Students and staff had different reactions when bullets were fired near or on their campuses, from relief and gratitude that no one was harmed to fear that a stray bullet might be a prequel to something worse.
A bullet shattered a window in the visual arts building of California State University in San Bernardino on the evening of January 10. The campus went on lockdown for five hours before classes resumed the following day.
Kristen Morrish, a 28-year-old studying business administration and marketing at San Bernardino, had already left for the day when she started getting messages that the campus was on lockdown because of an active shooter.
“The idea of that personally terrified me and I didn’t want to attend school the next day,” Morrish wrote in an email, “because my thoughts was that the potential shooter was just practicing for when the school would be busier the next day.”
Morrish said she went to school anyway. She is graduating this year and didn’t want her absence to affect her standing on the dean’s list. But the lockdown stuck with her, even though she only heard about it secondhand. “Every day that I’ve gone to campus since that incident,” she wrote, “I look into the mountains wondering if that potential shooter will come back.”
Six days earlier, on January 4, a bullet went through the window of the administrative offices at New Start High School in Seattle. Michael Sita, the school principal, was stepping out to a printer at about 1 pm when he heard a loud crack, like a firecracker. School officials didn’t realize what had happened until the campus supervisor discovered a bullet hole in the window. The bullet had blown through the glass, through the window covering, and into the back of a bookcase before it lodged in a binder.

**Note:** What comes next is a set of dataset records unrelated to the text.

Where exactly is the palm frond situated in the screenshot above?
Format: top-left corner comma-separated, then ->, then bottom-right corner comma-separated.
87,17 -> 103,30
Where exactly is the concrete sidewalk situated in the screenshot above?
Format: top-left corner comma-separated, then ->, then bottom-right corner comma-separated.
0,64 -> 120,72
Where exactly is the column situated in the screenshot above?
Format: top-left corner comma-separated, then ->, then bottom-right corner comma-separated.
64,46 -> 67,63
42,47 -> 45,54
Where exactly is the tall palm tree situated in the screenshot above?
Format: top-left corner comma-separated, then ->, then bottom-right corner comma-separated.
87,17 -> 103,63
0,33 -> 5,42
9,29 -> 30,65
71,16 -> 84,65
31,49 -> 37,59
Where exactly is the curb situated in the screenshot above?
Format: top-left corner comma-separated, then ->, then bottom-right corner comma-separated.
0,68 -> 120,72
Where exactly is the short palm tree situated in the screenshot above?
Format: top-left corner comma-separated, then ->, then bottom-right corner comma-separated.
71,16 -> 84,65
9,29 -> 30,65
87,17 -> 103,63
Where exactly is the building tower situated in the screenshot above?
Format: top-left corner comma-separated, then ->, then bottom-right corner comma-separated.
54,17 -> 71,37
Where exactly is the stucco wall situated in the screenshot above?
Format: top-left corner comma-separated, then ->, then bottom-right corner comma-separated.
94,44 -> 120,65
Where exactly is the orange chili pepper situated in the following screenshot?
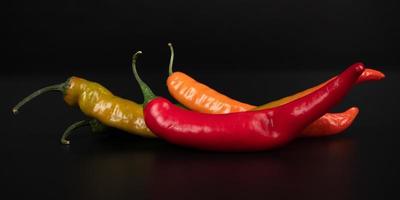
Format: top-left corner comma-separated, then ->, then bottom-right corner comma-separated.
167,44 -> 385,136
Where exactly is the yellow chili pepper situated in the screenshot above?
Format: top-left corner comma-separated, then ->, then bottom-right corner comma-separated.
13,77 -> 156,144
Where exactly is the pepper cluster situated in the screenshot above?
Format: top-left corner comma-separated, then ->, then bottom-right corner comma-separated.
13,44 -> 385,151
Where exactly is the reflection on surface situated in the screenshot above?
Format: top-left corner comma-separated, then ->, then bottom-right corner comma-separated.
66,138 -> 355,199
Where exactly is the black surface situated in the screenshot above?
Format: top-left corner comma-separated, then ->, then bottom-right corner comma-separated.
0,66 -> 400,199
0,0 -> 400,199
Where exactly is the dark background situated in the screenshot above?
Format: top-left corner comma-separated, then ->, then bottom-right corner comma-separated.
0,0 -> 400,199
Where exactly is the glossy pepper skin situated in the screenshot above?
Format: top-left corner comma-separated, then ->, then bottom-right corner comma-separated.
167,44 -> 384,137
133,52 -> 365,151
13,77 -> 156,144
64,77 -> 156,137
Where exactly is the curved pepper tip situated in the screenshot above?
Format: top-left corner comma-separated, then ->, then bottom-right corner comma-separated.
353,62 -> 365,73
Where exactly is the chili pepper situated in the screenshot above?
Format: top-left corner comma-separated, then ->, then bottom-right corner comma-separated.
167,43 -> 385,136
132,51 -> 365,151
13,77 -> 156,144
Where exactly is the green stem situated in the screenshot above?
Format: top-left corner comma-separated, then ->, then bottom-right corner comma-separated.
132,51 -> 156,105
168,43 -> 174,75
61,120 -> 90,144
12,83 -> 66,114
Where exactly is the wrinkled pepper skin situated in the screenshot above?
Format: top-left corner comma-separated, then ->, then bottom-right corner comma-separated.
64,77 -> 156,137
300,107 -> 359,137
167,69 -> 385,137
144,63 -> 365,151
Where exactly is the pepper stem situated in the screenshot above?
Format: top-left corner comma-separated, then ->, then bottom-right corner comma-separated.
12,83 -> 66,115
168,43 -> 174,75
132,51 -> 156,105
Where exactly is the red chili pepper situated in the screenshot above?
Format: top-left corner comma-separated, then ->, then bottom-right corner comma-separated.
132,52 -> 365,151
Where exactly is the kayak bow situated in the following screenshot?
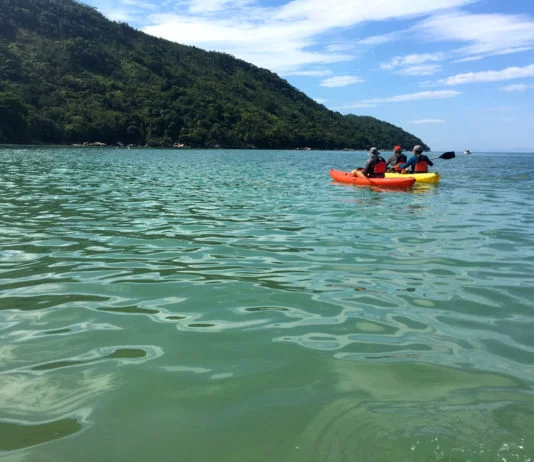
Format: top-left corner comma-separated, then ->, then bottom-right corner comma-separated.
386,172 -> 439,183
330,169 -> 415,189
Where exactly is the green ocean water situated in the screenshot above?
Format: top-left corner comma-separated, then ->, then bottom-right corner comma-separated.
0,147 -> 534,462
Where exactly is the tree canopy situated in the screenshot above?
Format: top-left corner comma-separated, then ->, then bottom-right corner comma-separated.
0,0 -> 432,149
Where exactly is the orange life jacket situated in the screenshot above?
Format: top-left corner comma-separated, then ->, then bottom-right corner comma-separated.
373,161 -> 386,174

Police and campus security responded in a matter of minutes, Sita said. The approximately 150-student school went into lockdown. After the all-clear, they dismissed students at the usual time. Crisis counselors were on site Friday morning, and by Monday, the normal school schedule had resumed.
“If that bullet unfortunately went one direction or another,” Sita said, “this would be a much different story.”
The shot fired through the window, which is still being investigated by the King County Sheriff’s Department, was included on Everytown’s list. It was seemingly random and unpredictable. It doesn’t fit a neat description.
“It’s difficult because you don’t want to minimize it,” Sita said. “It could have been a much worse thing. But it wasn’t, and we’re thankful and fortune for that. But we do take it seriously.”
Officials described another incident on Everytown’s list, a shooting in a parking lot at a Michigan high school during a basketball game resulting from an altercation, in a similar way. “We hope that we’re not trying to sensationalize this epidemic even more by lumping in things such what happened at Dearborn High, where you had a random, isolated incident that doesn’t fit the same motive or criteria as these other school shootings,” David Mustonen, director of communications for Dearborn Public Schools, told the Detroit Free Press.
There’s no such thing as an “isolated” school shooting
A suicide in a bathroom. A fight in a parking lot that leaves no one dead or injured. These are undeniably different from a mass shooting. But neither are they isolated incidents. They’re both part of a bigger gun violence problem in the United States.
America has the highest gun homicide rate of any developed country. Suicides account for the most gun deaths in the United States. These school shootings — even if they don’t look like the massacres that make national headlines — are inseparable from the larger crisis.
In the first seconds after a gun is fired, it’s usually not clear what’s happening — an accident, a suicide, a fight, a massacre. The student at Springfield Township in 2006, it was later reported, was an Eagle Scout, upset about his grades. He took his father’s rifle from a cabinet. The local prosecutor said he only planned to hurt himself: The hallways were full; it was between periods. His classmates would have been hard to miss.
But Gawinowicz didn’t know any of that in the moment. All she knew was students were scattering for cover. “I think in the moment I felt for sure I was going to die,” she said. “But I was not at all able to process that until long after it happened.”